Einreiseverbot: Wir sind noch dümmer als Trump
Als US-Präsident Trump ein Einreiseverbot für Bürger der Schengenzone verhängte, war die Empörung groß. Von Nationalismus und Populismus war die Rede. Nun macht die EU dasselbe. Wir sind nicht besser als Trump, nur dümmer.
Reiseverbote und Grenzschließungen sind keine geeigneten Mittel im Kampf gegen das Coronavirus. So verkündete es die EU-Kommissionschefin von der Leyen noch am Freitag.
Es war das europäische Binnenmarkt-Dogma der offenen Grenzen, das ein rechtzeitige Abschottung vor Reisenden aus China, Iran und anderen Risikogebieten verhindert hat.
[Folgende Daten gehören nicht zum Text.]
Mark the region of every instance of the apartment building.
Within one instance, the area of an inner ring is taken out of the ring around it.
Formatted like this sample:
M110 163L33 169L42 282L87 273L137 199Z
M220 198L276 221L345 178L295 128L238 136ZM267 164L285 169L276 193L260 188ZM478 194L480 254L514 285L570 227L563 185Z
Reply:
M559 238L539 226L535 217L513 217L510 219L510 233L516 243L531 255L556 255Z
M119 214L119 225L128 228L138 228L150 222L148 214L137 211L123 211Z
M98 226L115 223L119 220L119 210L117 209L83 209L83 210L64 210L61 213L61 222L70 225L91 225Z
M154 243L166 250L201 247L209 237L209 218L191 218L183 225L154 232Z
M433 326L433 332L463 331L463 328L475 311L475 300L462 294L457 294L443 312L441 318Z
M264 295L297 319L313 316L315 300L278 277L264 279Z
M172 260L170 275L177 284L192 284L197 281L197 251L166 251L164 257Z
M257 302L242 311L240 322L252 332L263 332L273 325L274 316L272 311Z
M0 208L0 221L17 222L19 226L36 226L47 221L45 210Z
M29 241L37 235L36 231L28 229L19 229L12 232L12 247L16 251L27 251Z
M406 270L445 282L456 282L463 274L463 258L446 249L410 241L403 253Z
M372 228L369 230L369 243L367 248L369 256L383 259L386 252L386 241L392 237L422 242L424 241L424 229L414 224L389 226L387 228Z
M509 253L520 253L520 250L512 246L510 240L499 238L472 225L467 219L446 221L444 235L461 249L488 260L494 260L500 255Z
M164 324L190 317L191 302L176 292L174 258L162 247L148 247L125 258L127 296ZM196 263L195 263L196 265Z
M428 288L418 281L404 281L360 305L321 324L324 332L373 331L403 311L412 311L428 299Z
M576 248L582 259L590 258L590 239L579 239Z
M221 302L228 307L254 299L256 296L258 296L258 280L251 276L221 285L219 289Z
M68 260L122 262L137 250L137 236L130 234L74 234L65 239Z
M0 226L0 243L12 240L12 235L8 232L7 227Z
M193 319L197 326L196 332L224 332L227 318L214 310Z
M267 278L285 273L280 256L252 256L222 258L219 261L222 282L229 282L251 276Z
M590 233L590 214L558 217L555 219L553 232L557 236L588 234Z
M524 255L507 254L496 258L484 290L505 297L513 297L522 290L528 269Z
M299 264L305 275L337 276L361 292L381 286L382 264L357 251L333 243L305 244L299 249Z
Doch am Montag schwenkte VdL plötzlich um – und schlug ein Einreiseverbot für Nicht-EU-Bürger vor. Deutschland will das Verbot sofort umsetzen, in Frankreich ist es schon in Kraft.
Damit macht die EU nun dasselbe wie Trump. Wir sind keinen Deut besser – nur noch dümmer. Denn wer will noch nach Europa reisen, wo “wir” zum Epizentrum der Krise geworden sind?
Die Gefahr geht heute von Italien, Spanien und Deutschland aus, wo die Zahl der Erkrankten explodiert. Mit 9257 Fällen stand Deutschland am Dienstag weltweit auf Platz fünf, bei den Neuzugängen sogar auf Platz zwei.
Wenn überhaupt, dann hätte der Reisebann vor mehreren Wochen Sinn gemacht. Hätte man die Einreise aus China und Iran rechtzeitig unterbunden, wäre uns viel Leid erspart worden.
Doch noch gestern konnten Reisende aus Iran problemlos nach Deutschland fliegen. Die “Iran-Affäre” (Spiegel) zeigt, wie lax Kanzlerin Merkel mit dem Problem umgeht.
Dumm ist das Einreiseverbot noch aus einem anderen Grund.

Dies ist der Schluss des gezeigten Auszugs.